QinetiQ’s Zephyr Solar-Powered Plane Takes More Awards [It's Been A Big Week Of Record-Breaking For the Solar Powered Aircraft]
It’s been a real doozy of a week for the solar-powered, unmanned aircraft known as the Zephyr from the folks out at QinetiQ–so much so, in fact, that records were broken. Just which records, you wonder? Read on.

We already know about the Zephyr’s last record, the one week spent aloft representing the record for continuous flight time by an unmanned craft. But just this week, the Federation Aeronautique Internationale over in Switzerland confirmed the Zephyr had taken out two others as well. The Zephyr now holds the record for flight duration in its class (which you’d think would be a given since it broke the record for flight duration among any class), and also the record for highest altitude achieved by an unmanned craft in the 50 to 500 kilogram (about 110 to 1100 pounds for the non-metrics out there) class.
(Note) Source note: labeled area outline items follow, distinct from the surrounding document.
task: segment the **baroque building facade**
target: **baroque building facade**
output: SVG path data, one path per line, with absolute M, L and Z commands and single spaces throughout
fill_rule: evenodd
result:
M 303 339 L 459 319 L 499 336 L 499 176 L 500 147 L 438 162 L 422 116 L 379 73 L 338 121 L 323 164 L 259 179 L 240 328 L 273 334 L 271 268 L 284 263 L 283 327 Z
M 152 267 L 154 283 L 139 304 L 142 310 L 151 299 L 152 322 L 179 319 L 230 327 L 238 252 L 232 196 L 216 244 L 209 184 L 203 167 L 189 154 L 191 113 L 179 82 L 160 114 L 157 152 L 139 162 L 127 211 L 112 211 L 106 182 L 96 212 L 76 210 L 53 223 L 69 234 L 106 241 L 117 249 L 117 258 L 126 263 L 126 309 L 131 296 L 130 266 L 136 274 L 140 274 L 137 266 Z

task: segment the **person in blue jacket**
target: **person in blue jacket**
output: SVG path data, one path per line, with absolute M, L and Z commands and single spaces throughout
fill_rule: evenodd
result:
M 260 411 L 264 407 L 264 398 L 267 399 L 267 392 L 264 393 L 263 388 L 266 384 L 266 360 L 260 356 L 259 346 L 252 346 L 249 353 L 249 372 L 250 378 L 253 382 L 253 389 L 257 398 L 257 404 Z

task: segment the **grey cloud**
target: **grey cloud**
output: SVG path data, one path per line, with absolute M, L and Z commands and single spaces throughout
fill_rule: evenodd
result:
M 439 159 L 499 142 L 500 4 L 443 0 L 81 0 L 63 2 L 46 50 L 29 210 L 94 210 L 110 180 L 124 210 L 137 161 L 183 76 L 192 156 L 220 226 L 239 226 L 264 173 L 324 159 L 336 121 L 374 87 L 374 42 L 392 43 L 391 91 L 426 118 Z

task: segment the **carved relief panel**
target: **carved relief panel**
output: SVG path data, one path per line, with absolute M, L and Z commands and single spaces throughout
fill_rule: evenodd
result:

And as it turns out, FAI issued a bit of an update: turns out that the record for unmanned autonomous flight, which had been previously held by the United States’ Global Hawk from Northrup Grumman, was actually beat by a factor of 11, at 336 hours, 22 minutes, and eight seconds total.
Already the various military forces of the world are looking at the Zephyr (and the like) as a way to provide surveillance and target tracking for extended periods of time without need for refueling, largely owed to the entirely solar-powered operating capability as well as its extremely light-weight construction (it’s built out of mostly carbon fiber and weighs only about 110 pounds).
How long before we start seeing more Zephyrs hit, possibly capable of carrying at least one person, and ushering in an era of lightweight personal aircraft? Sadly, probably never. But the ideas are there, and maybe they can be transferred effectively to making electric cars perform better, or offer some other applications.